Task.step() is where all the action happens. It represents a "turn" in the "conversation": in the case of a single ChatAgent, the conversation involves only the three responders mentioned above, but when a Task has sub-tasks, it can involve other tasks well (we see this in the a later section but ignore this for now). Task.step() loops over the ChatAgent's responders (plus sub-tasks if any) until it finds a valid response1 to the current pending_message, i.e. a "meaningful" response, something other than None for example. Once Task.step() finds a valid response, it updates the pending_message with this response, and the next invocation of Task.step() will search for a valid response to this updated message, and so on. Task.step() incorporates mechanisms to ensure proper handling of messages, e.g. the USER gets a chance to respond after each non-USER response (to avoid infinite runs without human intervention), and preventing an entity from responding if it has just responded, etc.

Task.run() has the same signature as agent's responder methods.

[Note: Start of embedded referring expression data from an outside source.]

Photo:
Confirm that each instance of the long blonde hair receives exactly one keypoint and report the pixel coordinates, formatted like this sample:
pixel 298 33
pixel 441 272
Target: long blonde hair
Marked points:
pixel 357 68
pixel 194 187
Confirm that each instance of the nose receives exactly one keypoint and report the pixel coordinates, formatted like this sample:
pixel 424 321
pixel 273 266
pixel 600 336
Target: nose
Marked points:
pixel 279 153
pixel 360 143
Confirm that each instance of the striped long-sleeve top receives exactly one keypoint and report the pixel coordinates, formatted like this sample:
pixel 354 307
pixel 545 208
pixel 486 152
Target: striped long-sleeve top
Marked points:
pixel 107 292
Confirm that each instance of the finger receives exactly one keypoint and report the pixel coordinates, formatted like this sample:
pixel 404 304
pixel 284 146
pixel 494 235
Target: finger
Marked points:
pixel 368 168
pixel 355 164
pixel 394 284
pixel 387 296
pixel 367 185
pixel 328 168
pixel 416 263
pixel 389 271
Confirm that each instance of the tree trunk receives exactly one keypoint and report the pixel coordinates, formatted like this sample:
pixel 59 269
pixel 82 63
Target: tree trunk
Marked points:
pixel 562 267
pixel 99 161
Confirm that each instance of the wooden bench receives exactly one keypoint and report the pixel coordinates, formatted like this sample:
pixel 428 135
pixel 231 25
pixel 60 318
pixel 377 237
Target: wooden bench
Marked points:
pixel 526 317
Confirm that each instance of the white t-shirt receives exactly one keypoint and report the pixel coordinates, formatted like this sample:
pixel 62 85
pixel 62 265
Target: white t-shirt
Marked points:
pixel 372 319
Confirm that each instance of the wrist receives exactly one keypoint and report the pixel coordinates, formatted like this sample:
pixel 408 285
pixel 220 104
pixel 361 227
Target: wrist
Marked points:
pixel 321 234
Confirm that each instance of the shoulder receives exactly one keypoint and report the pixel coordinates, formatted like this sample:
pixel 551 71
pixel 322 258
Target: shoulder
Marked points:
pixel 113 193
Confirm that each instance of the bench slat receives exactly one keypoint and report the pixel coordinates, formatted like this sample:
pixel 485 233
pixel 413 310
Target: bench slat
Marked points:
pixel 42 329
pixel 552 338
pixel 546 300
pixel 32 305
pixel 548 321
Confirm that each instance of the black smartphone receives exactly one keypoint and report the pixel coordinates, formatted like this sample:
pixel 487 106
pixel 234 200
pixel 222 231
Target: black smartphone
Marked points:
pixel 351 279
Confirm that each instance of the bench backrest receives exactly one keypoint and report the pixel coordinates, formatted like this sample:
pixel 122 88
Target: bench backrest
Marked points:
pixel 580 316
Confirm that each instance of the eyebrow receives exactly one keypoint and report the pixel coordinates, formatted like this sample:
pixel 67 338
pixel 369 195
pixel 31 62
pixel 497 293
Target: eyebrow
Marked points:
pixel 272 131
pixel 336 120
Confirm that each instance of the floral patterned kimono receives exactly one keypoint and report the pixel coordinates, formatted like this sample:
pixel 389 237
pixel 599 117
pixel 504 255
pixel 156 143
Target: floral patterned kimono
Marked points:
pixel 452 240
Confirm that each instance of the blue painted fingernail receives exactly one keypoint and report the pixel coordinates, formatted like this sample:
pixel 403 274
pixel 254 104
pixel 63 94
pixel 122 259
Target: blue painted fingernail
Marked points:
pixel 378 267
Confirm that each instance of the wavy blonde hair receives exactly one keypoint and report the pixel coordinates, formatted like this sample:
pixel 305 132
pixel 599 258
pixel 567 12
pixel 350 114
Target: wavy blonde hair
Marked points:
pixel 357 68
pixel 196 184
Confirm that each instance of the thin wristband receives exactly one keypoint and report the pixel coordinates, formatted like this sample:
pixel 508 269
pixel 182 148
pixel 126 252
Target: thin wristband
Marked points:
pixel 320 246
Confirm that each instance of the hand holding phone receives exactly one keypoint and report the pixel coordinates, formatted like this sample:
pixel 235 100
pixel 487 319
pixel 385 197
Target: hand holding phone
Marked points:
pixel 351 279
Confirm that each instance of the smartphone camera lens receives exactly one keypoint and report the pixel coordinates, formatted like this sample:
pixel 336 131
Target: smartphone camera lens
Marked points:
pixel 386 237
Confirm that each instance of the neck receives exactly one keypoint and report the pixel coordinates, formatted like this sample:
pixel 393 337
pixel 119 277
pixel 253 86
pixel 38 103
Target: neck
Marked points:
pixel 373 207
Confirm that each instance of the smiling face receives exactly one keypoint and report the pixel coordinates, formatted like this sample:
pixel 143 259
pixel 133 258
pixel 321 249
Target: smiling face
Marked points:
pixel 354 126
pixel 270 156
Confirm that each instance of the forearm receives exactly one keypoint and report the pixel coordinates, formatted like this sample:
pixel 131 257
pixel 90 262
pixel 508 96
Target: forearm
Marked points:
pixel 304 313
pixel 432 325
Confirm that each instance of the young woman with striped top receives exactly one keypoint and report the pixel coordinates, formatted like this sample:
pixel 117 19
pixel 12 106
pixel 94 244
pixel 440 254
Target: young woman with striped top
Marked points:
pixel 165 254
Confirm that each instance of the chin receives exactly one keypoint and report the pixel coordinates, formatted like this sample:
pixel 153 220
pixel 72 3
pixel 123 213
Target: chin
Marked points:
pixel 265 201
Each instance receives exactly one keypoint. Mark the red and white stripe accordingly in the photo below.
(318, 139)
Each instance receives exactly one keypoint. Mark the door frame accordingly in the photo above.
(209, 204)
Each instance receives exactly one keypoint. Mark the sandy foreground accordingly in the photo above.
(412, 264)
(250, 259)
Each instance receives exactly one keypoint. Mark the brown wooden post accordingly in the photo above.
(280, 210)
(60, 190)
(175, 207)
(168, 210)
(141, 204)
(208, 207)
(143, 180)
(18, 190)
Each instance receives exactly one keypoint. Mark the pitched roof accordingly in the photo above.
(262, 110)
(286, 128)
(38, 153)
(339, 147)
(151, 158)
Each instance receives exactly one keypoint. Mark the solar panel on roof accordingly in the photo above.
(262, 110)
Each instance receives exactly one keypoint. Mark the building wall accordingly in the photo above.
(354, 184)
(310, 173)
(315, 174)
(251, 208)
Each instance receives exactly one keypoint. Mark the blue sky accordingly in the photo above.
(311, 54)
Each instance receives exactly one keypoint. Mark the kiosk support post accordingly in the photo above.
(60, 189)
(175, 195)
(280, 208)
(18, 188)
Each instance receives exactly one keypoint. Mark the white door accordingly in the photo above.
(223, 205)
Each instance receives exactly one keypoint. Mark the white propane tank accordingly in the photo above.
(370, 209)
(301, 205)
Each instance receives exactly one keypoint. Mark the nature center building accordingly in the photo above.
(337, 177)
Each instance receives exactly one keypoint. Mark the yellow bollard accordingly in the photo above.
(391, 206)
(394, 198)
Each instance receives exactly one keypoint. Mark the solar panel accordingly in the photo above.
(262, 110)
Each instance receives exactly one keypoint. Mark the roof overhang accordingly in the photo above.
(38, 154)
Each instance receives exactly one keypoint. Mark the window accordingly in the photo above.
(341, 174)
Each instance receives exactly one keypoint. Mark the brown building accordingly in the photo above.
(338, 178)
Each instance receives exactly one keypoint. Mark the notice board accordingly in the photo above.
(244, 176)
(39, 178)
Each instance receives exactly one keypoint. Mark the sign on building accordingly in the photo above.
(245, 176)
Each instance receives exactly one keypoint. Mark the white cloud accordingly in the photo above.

The key to composability of tasks is that Task.run() has exactly the same type-signature as any of the agent's responder methods, i.e. str | ChatDocument -> ChatDocument. This means that a Task can be used as a responder in another Task, and so on recursively. We will see this in action in the Two Agent Chat section.

The above details were only provided to give you a glimpse into how Agents and Tasks work. Unless you are creating a custom orchestration mechanism, you do not need to be aware of these details. In fact our basic human + LLM chat loop can be trivially implemented with a Task, in a couple of lines of code:

task = lr.Task(
    agent, name="Bot", 
    system_message="You are a helpful assistant", #(1)!
)

  1. Overrides the agent's system_message

(When a name is provided in the Task constructor, it overrides the agent's name.)

We can then run the task:

task.run() #(1)!

  1. Note how this hides all of the complexity of constructing and updating a sequence of LLMMessages

Note that the agent's agent_response() method always returns None (since the default implementation of this method looks for a tool/function-call, and these never occur in this task). So the calls to task.step() result in alternating responses from the LLM and the user.

See chat-agent.py for a working example that you can run with

python3 examples/quick-start/chat-agent.py

Here is a screenshot of the chat in action:2

chat.png

Next steps

In the next section you will learn some general principles on how to have multiple agents collaborate on a task using Langroid.


  1. To customize a Task's behavior you can subclass it and override methods like valid(), done(), result(), or even step()

  2. In the screenshot, the numbers in parentheses indicate how many messages have accumulated in the LLM's message history. This is only provided for informational and debugging purposes, and you can ignore it for now.